Although there is no captioned title or year on this Justiniano Asunción painting, text accompanying this piece says this painting is of A Rich Mestizo and was created in 1841.
This is a tipos del pais (“types of the country”, native dress) painting depicting a snapshot of a typical day in the life of a man in the Philippines wearing his usual clothing. Our description of the artist, Justiniano Asunción, is in our previous installment 19.1.
The subject of this painting is a mixed blood (likely Spanish and native) Filipino man from the upper classes of society. His clothing and accessories are made of fine fabrics and materials, some of which are probably imported from the west via the Galleon Trade.
His Barong Tagalog is long and translucent with silk stripes or panels sewn on. There are embroidered flowers all over. The ends of his sleeves feature French cuffs with lace embroidered detailing on the ends. The front 1/4 opening is fastened by brass or gold buttons and surrounded by embroidery in a rectangular U shape. The collar is a fold-down pointed collar with lace embroidered details. The varied sheen and reflecting light suggests this barong is made of piña - pineapple leaf fiber fabric.

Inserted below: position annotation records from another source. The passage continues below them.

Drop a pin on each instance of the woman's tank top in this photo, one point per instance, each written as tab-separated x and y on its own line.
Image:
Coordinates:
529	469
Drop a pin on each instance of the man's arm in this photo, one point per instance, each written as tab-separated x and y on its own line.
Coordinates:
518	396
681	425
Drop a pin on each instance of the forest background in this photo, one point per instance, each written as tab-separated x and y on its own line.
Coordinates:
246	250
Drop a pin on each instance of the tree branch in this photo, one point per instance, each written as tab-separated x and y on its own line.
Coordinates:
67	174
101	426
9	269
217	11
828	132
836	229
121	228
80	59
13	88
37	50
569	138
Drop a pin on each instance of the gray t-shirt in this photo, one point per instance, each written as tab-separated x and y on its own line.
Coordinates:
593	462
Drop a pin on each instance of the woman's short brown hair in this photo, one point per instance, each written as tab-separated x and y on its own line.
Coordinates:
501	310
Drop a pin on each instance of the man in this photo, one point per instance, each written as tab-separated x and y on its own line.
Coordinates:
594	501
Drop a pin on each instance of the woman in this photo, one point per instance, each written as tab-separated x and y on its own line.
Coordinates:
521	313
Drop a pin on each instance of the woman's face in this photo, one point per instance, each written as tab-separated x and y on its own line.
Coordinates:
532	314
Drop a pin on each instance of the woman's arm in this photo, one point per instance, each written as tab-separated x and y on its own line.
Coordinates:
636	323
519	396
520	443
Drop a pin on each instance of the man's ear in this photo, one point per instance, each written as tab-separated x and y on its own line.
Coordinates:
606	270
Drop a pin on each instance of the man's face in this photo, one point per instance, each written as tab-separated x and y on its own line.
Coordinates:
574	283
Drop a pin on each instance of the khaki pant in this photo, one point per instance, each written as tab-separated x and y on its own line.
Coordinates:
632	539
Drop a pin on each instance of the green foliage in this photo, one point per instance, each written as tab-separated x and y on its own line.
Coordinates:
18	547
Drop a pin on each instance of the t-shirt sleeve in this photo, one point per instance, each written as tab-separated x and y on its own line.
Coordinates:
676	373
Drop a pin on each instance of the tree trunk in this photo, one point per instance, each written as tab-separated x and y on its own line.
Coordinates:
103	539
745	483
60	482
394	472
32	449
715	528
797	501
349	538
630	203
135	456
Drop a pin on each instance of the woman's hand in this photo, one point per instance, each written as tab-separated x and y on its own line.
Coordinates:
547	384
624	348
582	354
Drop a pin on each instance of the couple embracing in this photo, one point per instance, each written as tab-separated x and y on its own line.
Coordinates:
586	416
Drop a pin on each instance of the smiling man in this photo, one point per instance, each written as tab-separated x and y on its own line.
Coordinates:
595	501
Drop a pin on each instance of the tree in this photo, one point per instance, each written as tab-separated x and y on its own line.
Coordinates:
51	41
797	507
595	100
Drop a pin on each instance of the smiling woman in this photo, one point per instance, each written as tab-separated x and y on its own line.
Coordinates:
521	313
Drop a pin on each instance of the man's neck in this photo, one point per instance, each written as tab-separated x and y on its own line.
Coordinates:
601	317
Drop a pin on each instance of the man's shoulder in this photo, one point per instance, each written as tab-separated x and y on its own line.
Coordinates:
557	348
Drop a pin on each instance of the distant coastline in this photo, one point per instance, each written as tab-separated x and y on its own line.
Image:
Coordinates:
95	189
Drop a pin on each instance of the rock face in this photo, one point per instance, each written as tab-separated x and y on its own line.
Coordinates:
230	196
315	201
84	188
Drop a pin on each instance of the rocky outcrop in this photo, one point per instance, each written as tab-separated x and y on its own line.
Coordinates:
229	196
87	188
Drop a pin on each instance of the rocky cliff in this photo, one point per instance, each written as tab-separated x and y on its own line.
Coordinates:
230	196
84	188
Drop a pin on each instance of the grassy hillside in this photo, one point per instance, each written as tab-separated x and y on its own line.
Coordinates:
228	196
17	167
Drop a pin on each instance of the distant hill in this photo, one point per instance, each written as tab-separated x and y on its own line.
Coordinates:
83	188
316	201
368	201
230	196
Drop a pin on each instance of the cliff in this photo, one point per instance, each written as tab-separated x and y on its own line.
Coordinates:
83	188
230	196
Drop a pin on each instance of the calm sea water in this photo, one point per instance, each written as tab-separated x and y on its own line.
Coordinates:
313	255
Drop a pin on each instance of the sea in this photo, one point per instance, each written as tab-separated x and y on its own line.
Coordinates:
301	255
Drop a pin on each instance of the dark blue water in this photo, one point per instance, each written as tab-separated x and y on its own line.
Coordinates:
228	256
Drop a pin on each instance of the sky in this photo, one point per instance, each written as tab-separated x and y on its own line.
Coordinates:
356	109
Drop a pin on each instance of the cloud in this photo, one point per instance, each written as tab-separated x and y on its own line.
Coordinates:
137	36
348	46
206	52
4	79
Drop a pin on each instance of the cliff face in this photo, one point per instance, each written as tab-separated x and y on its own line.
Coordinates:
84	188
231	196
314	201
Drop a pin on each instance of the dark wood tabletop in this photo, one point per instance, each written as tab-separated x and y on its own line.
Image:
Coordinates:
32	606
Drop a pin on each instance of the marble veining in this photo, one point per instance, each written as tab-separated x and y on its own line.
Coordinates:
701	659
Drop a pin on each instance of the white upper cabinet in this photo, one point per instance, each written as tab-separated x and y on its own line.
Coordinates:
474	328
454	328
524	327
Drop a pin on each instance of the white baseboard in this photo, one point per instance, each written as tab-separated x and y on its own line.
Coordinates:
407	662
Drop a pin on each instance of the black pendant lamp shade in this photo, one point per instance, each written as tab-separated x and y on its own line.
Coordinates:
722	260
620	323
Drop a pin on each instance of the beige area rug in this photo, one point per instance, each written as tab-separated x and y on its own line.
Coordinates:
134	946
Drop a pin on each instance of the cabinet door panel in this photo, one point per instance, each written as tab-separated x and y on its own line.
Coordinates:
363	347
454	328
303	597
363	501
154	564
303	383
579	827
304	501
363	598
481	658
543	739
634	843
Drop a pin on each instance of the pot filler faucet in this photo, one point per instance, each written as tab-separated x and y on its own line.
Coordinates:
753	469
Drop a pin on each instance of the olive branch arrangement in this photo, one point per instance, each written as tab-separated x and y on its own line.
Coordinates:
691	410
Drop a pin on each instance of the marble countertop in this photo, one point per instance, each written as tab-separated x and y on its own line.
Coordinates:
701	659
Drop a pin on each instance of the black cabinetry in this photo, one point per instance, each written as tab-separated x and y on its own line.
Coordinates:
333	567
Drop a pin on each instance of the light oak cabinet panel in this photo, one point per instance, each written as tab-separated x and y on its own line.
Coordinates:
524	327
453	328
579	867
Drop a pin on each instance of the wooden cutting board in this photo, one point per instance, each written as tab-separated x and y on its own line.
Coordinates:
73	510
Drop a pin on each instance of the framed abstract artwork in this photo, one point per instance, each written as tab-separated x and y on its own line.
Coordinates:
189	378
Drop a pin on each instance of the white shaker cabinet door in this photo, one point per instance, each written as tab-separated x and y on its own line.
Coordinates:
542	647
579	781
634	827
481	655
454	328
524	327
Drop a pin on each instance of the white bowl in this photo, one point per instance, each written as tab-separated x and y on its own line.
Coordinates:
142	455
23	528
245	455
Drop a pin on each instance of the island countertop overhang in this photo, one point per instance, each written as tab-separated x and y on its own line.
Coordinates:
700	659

The man wears a sheer undergarment under his barong. He wears dark blue wide leg trousers. His trousers have a light colored waistband attached to it at the top.
The subject also wears dark velvet or leather slippers, a black top hat and a gold necklace. He carries a rolled up parasol and patterned hankerchief in his left hand.
This entire look is very much in fashion and typical of 19th century upper class men in the Philippines.